Der Türschwellen-Effekt

Andacht zum 2. Advent
Eine offene weiße Tür.

Die Autorin

Eine jüngere Frau lächelt in die Kamera.
Bild: privat
Dorothee Beckermann

Dorothee Beckermann ist Diakonin in der Region Linden-Limmer.

Kennen Sie den Türschwellen-Effekt? Forschende in den USA haben in Experimenten herausgefunden, dass unsere Merkleistung beim Überschreiten von Türschwellen abnimmt. Sobald wir einen Raum verlassen, vergessen wir leichter, was wir gerade holen oder erledigen wollten. Unser Gehirn verbindet nachweisbar bestimmte Gedankenpakete mit einem Ort. Durch das Überschreiten der Grenze beginnt das Gehirn einen neuen Arbeitsprozess, ältere Informationen sind weniger leicht verfügbar.

Ob es wohl einen Türschwellen-Effekt in der Adventszeit gibt? Im Advent wimmelt es ja nur so von Türen: am Adventkalender, in den alten Liedern, bei der Herbergssuche im Krippenspiel. Türen, die sich öffnen. Türen, die verschlossen bleiben. Türen, die wir hoch machen sollen. Türen, durch die warmes Licht scheint. Türen, durch die geheimnisvolle Geräusche dringen. Türen, hinter denen wir Wunderbares vermuten.
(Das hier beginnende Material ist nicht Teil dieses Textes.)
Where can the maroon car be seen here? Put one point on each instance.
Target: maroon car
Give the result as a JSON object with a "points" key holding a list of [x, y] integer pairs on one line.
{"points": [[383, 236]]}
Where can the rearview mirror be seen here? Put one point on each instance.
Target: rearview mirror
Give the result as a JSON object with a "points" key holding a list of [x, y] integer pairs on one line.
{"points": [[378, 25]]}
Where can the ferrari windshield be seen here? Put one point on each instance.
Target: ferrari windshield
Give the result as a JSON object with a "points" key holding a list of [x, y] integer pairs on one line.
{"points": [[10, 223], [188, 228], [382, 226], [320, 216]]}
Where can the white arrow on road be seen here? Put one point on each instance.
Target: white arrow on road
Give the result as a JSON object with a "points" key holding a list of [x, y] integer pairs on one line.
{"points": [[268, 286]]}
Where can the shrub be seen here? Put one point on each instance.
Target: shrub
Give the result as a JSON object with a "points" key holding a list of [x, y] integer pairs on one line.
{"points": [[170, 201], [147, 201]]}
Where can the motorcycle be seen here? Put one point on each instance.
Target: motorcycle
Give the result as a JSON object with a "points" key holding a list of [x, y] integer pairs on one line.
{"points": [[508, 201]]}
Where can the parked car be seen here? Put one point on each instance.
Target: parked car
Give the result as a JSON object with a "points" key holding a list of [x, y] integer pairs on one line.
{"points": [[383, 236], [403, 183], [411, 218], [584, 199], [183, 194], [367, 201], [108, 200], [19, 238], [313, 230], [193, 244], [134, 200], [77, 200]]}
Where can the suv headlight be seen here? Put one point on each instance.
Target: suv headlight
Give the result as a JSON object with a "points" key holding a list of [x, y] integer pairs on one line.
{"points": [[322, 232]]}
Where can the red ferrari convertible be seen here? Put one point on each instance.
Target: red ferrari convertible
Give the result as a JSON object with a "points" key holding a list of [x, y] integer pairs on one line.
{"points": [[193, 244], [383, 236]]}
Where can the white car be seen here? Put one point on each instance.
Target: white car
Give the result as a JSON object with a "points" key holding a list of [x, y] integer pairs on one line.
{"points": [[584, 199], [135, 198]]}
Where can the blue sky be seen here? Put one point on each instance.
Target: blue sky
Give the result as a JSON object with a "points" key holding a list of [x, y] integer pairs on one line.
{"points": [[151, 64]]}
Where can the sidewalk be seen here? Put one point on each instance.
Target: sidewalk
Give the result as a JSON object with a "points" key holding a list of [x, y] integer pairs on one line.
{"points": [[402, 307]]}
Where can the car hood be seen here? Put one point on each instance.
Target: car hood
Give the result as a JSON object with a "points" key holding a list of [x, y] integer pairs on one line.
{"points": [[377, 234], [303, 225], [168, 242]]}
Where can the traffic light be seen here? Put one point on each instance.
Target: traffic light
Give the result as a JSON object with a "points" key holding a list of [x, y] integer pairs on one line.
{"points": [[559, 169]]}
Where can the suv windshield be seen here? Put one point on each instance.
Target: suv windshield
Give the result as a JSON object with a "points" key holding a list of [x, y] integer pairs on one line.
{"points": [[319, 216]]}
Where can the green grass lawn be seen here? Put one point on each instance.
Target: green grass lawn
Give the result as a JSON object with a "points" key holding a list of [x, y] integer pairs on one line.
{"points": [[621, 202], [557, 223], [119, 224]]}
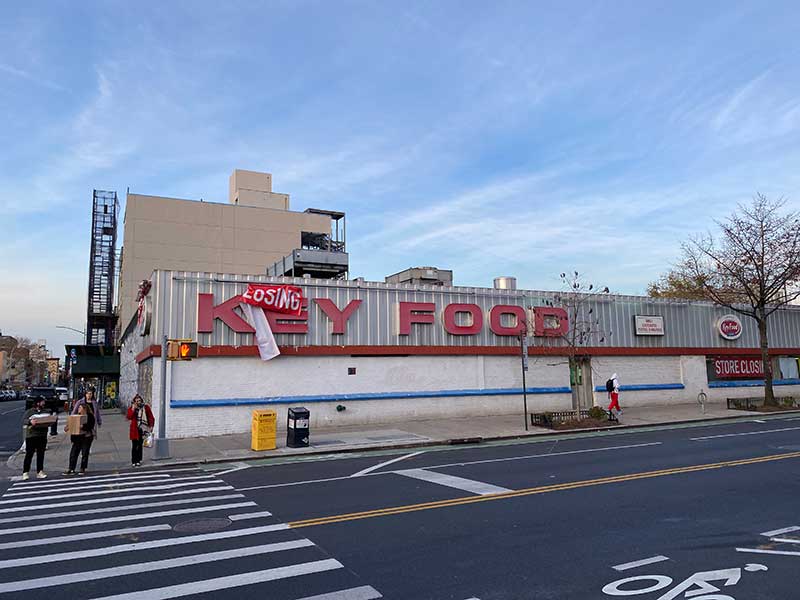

Stellen Sie sich vor, sie übertreten eine Türschwelle und plötzlich ist alles weg. Der Gedanke an die Geschenke und das Familienessen. Die Sorge um das Ergebnis der letzten Vorsorgeuntersuchung. Die Angst, nicht mitthalten zu können. Das ganze Gedankenpaket steht gut verschnürt in der Ecke. Nur noch die Frage: Was wollte ich eigentlich?

Vielleicht ist das genau die richtige Frage: Was will ich eigentlich im Advent? Will ich To-Do-Listen abarbeiten und ein perfektes Fest gestalten? Will ich es gemütlich haben und für einen Moment einfach nur die Welt vergessen? Will ich Erwartungen erfüllen – meine eigenen und die der anderen? Was will ich eigentlich?

Die Frage hallt noch in mir nach, da steht Gott vor mir und sagt: Herzlich willkommen. Ich habe diese Tür für dich aufgemacht. Ich weiß, du hast immer viel zu tun. Und du gibst dir so viel Mühe.

Da weiß ich plötzlich wieder, was ich eigentlich wollte. Ein Licht, das das Dunkel erträglicher macht. Eine Freude, die zart und winzig ist, aber stärker als die Angst. Eine Melodie, die mich weiterträgt als mein Realismus. Eine Hoffnung, dass auch meine winzige Kraft nicht vergebens ist. Ein Vertrauen, dass es gut werden kann.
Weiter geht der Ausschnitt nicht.